According to Peek, anyone can speak before the school board during regular board meetings, but up until this time, she has not heard the board discuss anything about eliminating the school uniform policy.

“I think some of the action in Baldwin is sparking interest here in Mobile County,” she said.

At press time, Ayer said there were currently 4,544 members in the Facebook group and 2,500 signatures on the petition to eliminate school uniforms.

She, along with other members of the group, would like the MCPSS uniform policy to be withdrawn and replaced with a universal dress code:

For pants, “Blue Jeans or Khaki Pants. Pants, shorts, and skirts must sit at the waist and not be more than two inches above the knee. No baggy or sagging pants, shorts, or skirts allowed.”

For shirts, “T-shirts, polo shirts, or button downs. No spaghetti straps, or halter tops allowed. No midriff shirt, shirts must come to the waistline. No bras should be visible.”

For shoes, “They must be closed-toe.
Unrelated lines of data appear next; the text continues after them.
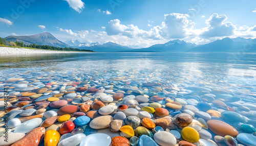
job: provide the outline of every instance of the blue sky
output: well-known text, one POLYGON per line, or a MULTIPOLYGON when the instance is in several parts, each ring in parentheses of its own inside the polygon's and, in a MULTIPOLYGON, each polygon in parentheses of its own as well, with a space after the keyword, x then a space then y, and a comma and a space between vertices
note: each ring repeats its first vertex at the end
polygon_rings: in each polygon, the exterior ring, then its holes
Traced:
POLYGON ((0 4, 4 6, 0 10, 2 37, 48 32, 62 41, 112 41, 137 47, 176 39, 202 44, 226 37, 256 37, 253 0, 8 0, 0 4))

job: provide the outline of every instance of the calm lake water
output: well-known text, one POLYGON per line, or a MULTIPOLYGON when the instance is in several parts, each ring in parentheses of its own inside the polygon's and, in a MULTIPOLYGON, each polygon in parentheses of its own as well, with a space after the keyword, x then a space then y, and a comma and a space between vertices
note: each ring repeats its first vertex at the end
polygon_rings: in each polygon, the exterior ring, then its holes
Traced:
POLYGON ((82 74, 99 77, 123 77, 131 81, 146 78, 149 82, 168 81, 174 84, 200 86, 234 84, 254 87, 255 55, 89 53, 1 56, 0 79, 30 74, 50 74, 71 77, 82 74))

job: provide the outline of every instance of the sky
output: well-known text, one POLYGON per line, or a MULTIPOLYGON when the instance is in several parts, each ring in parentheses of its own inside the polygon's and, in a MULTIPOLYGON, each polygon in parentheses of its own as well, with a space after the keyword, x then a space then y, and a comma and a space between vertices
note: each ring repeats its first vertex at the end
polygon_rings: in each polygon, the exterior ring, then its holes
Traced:
POLYGON ((65 41, 135 48, 174 39, 197 44, 256 38, 254 0, 1 1, 0 37, 45 32, 65 41))

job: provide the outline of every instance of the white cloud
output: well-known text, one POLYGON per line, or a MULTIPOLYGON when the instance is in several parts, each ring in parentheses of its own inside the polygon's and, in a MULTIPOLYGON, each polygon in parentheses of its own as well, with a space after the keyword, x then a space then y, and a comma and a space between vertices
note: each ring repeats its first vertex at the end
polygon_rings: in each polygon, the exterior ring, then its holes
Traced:
POLYGON ((106 10, 105 11, 103 11, 102 13, 103 14, 106 13, 106 14, 107 14, 107 15, 110 15, 110 14, 111 14, 111 12, 110 12, 110 11, 109 11, 108 10, 106 10))
POLYGON ((84 3, 81 0, 63 0, 69 3, 69 6, 79 13, 84 8, 84 3))
POLYGON ((202 34, 202 36, 222 37, 229 36, 234 34, 236 27, 227 21, 227 17, 225 15, 219 15, 213 14, 206 20, 208 26, 207 30, 202 34))
POLYGON ((81 31, 75 31, 73 32, 71 30, 63 30, 61 28, 59 28, 59 30, 61 32, 65 32, 71 35, 74 36, 76 37, 78 37, 82 38, 85 38, 86 36, 88 35, 89 32, 87 30, 83 30, 81 31))
POLYGON ((12 26, 13 24, 13 23, 9 20, 2 18, 0 18, 0 22, 5 23, 10 26, 12 26))
POLYGON ((42 26, 42 25, 39 25, 39 26, 37 26, 37 27, 38 27, 39 28, 40 28, 42 30, 44 30, 44 29, 46 28, 46 27, 45 26, 42 26))
POLYGON ((162 22, 162 36, 166 38, 182 38, 192 30, 195 23, 188 19, 187 14, 171 13, 164 15, 162 22))

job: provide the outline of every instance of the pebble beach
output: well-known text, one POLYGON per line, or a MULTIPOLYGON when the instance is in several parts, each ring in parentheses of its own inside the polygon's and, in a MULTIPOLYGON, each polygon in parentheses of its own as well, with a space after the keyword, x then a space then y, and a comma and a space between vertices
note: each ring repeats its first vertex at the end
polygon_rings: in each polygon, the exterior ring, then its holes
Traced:
POLYGON ((138 58, 0 70, 0 145, 255 145, 253 77, 138 58))
POLYGON ((10 47, 0 46, 0 55, 31 54, 52 54, 77 53, 72 51, 57 51, 39 49, 29 49, 26 48, 10 47))

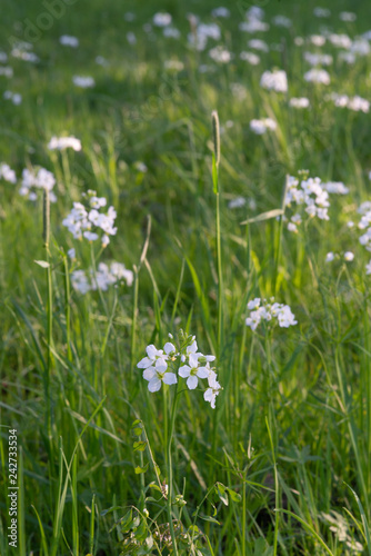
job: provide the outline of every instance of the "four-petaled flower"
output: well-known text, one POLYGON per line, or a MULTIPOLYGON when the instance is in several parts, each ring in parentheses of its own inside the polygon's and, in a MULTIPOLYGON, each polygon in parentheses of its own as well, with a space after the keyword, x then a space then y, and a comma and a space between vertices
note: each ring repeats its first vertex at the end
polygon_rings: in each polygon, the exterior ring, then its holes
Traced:
POLYGON ((150 391, 158 391, 162 383, 167 385, 178 383, 177 375, 168 373, 168 365, 163 359, 158 359, 154 367, 147 367, 143 371, 143 378, 148 380, 150 391))

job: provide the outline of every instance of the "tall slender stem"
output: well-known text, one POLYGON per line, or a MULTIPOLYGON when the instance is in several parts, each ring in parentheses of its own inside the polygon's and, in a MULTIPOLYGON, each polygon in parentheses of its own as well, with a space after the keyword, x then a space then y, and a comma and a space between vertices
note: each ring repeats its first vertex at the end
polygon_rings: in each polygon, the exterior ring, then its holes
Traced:
POLYGON ((174 421, 176 421, 176 415, 177 415, 177 406, 178 406, 178 383, 176 385, 176 391, 174 396, 172 399, 172 406, 171 406, 171 414, 170 414, 170 430, 169 430, 169 436, 168 436, 168 441, 167 441, 167 463, 168 463, 168 499, 167 499, 167 507, 168 507, 168 518, 169 518, 169 527, 170 527, 170 535, 171 535, 171 544, 172 544, 172 549, 173 554, 178 556, 178 548, 177 548, 177 539, 176 539, 176 532, 174 532, 174 525, 172 523, 172 515, 171 515, 171 502, 172 502, 172 454, 171 454, 171 444, 172 444, 172 435, 174 431, 174 421))

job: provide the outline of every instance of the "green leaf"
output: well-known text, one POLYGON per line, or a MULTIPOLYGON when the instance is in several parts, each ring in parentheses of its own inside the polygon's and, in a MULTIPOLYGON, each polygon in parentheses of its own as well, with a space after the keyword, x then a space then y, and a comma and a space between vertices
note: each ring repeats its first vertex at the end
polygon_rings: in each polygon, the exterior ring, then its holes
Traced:
POLYGON ((261 215, 258 215, 254 218, 249 218, 248 220, 244 220, 243 222, 241 222, 241 226, 243 226, 244 224, 262 222, 263 220, 270 220, 271 218, 277 218, 278 216, 282 215, 283 215, 282 209, 268 210, 267 212, 262 212, 261 215))
POLYGON ((42 267, 42 268, 50 267, 50 264, 47 260, 34 260, 33 262, 36 262, 37 265, 39 265, 39 267, 42 267))
POLYGON ((146 464, 144 467, 140 467, 140 465, 138 465, 134 469, 136 475, 140 475, 141 473, 146 473, 148 470, 148 466, 149 466, 149 463, 146 464))
POLYGON ((228 494, 232 498, 233 502, 241 502, 242 497, 239 493, 235 493, 231 488, 227 487, 228 494))
POLYGON ((228 494, 225 493, 227 487, 222 483, 217 483, 215 484, 215 490, 217 490, 217 494, 218 494, 219 498, 224 504, 224 506, 228 506, 229 505, 229 499, 228 499, 228 494))

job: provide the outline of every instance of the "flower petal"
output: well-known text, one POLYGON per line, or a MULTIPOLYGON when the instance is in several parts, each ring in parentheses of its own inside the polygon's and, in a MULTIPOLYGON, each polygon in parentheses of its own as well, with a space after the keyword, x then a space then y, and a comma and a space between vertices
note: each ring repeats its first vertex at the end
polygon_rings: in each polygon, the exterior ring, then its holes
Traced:
POLYGON ((168 385, 178 383, 177 375, 174 375, 173 373, 166 373, 162 380, 168 385))
POLYGON ((160 388, 161 388, 161 380, 158 377, 152 378, 152 380, 148 383, 148 389, 150 391, 158 391, 160 388))
POLYGON ((163 346, 163 351, 169 355, 173 354, 176 351, 176 346, 171 344, 170 341, 167 341, 167 344, 163 346))
POLYGON ((163 359, 158 359, 156 361, 156 370, 158 370, 159 373, 166 373, 167 368, 168 364, 163 359))
POLYGON ((158 350, 156 349, 156 346, 153 346, 153 344, 150 344, 149 346, 147 346, 147 355, 150 359, 154 359, 154 357, 157 356, 158 354, 158 350))
POLYGON ((187 386, 189 387, 190 390, 194 390, 194 388, 197 388, 197 385, 199 384, 199 380, 197 378, 195 375, 191 375, 188 379, 187 379, 187 386))
POLYGON ((143 359, 139 361, 137 367, 139 369, 147 369, 147 367, 150 367, 151 365, 152 365, 152 359, 150 359, 149 357, 143 357, 143 359))
POLYGON ((200 367, 197 371, 197 376, 199 378, 208 378, 209 377, 210 369, 207 367, 200 367))
POLYGON ((191 367, 189 367, 188 365, 182 365, 181 367, 179 367, 180 377, 187 378, 190 376, 190 373, 191 373, 191 367))
POLYGON ((143 378, 146 380, 152 380, 153 377, 156 377, 156 368, 154 367, 147 367, 147 369, 143 373, 143 378))

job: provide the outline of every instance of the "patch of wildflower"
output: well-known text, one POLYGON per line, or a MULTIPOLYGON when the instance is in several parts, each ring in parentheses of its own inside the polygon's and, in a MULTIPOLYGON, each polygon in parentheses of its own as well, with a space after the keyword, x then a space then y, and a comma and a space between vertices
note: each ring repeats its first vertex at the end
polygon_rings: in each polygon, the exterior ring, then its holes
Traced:
POLYGON ((288 305, 278 304, 272 297, 269 301, 257 297, 248 302, 250 310, 244 324, 255 330, 262 320, 278 322, 281 328, 289 328, 298 324, 295 316, 288 305))
POLYGON ((0 162, 0 179, 8 181, 9 183, 17 183, 17 176, 14 170, 10 168, 9 165, 0 162))
MULTIPOLYGON (((303 206, 305 207, 304 211, 310 217, 329 220, 329 192, 321 185, 320 178, 300 180, 299 178, 289 176, 284 203, 288 208, 303 206)), ((295 212, 290 219, 288 229, 290 231, 298 231, 299 224, 301 224, 301 215, 295 212)))
POLYGON ((288 92, 288 76, 284 70, 264 71, 260 86, 269 91, 288 92))
POLYGON ((97 197, 97 191, 89 189, 83 193, 84 203, 73 202, 71 212, 63 219, 62 225, 73 235, 74 239, 86 238, 89 241, 101 239, 102 247, 110 242, 110 236, 116 236, 114 220, 117 212, 113 207, 101 212, 107 206, 104 197, 97 197), (103 234, 102 234, 103 232, 103 234))
POLYGON ((262 136, 268 129, 274 131, 277 129, 277 123, 271 118, 262 118, 261 120, 251 120, 250 129, 257 136, 262 136))
MULTIPOLYGON (((74 249, 68 251, 70 258, 74 259, 74 249)), ((88 271, 74 270, 71 274, 71 284, 76 291, 87 294, 98 289, 107 291, 110 286, 126 284, 131 286, 133 282, 133 272, 128 270, 122 262, 100 262, 97 271, 90 268, 88 271)))
POLYGON ((28 197, 30 201, 36 201, 38 198, 37 191, 39 189, 44 189, 49 191, 50 201, 56 202, 57 196, 52 191, 54 185, 54 175, 49 170, 46 170, 44 168, 32 168, 31 170, 24 168, 22 171, 22 182, 19 193, 23 197, 28 197))
MULTIPOLYGON (((173 339, 172 335, 169 337, 173 339)), ((176 347, 168 341, 162 349, 157 349, 153 344, 147 346, 147 356, 137 367, 143 369, 149 391, 160 390, 162 383, 171 386, 177 384, 179 378, 183 378, 190 390, 203 386, 203 399, 214 409, 217 396, 221 390, 215 369, 210 365, 215 357, 201 354, 195 337, 188 336, 182 330, 179 331, 177 345, 176 347), (207 380, 207 386, 202 380, 207 380)))
POLYGON ((53 136, 49 143, 49 150, 64 150, 64 149, 73 149, 76 151, 81 150, 81 141, 76 137, 56 137, 53 136))

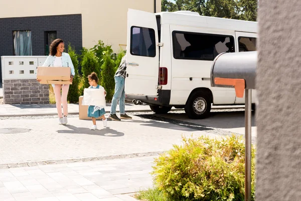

No flip-flops or any type of shoes with wheels. Middle and high school students must have tennis shoes during P.E. and any other outside activity. Shoes of all colors should be allowed.”

Further, the group advocated that “no baggy or loose-fitting clothing. Jackets, of any color, should be allowed in schools during winter times. Belts should not be required, especially in elementary schools.”

If the MCPSS School Board decides to implement any type of change to the existing uniform policy, Peek said it would be a decision that would happen later in the school year because schools open Aug. 7 and families have already purchased uniforms for the year. However, she said she does not anticipate any deviation from the current uniform policy, as Mobile County seems to be, in general, a “uniform type of county” in both public and private schools.

“In the near future, I don’t see there would be any change,” Peek said.

According to Balwin County Public Schools Communication Director Terry Wilhite, Baldwin County high school principals requested the change in their uniform policy.

“They believed extending dress code provisions to allow blue denim jeans and open-toe shoes would add to student comfort, reduce dress code infractions and make buying clothing more affordable for parents,” Wilhite said.

The process from when the idea was first proposed to when it became approved took about 60 days, Wilhite said.

“Board policy calls for a 30-day input period,” he said. “We had more than 7,500 complete an online survey. About 80 percent of parents were in favor of the change. We also heard from a large number of elementary and middle school parents who also want to see the change occur for those of those grade levels. The board will monitor the high school implementation and could at a later date propose the measure be extended to lower grades.”

All seven Baldwin County high school principals advocated for the uniform policy change.

Because many parents want uniforms eliminated completely, the Baldwin County School Board will closely monitor the extension to see how well students handle the change before taking any further action, Wilhite said.

“We have made a steady course of revisions over the past few years, each relaxing the dress code provisions a little more,” he said. “For example, a few years ago, principals were given the liberty to allow student’s to wear ‘spirit shirts’ – that is, club and organization T-shirts. That worked out really well.”

Wilhite said each individual school system must decide what works best in its own situation.

As far as uniform violations forcing students to lose time in the classroom, Wilhite believes it has created one of the most significant reasons to explore additional provisions to the dress code, as the main focus remains to educate students.

“For every argument against uniforms, there’s an argument for uniforms.” Wilhite said. “Uniforms will stir up debate quicker than just about any other subject.”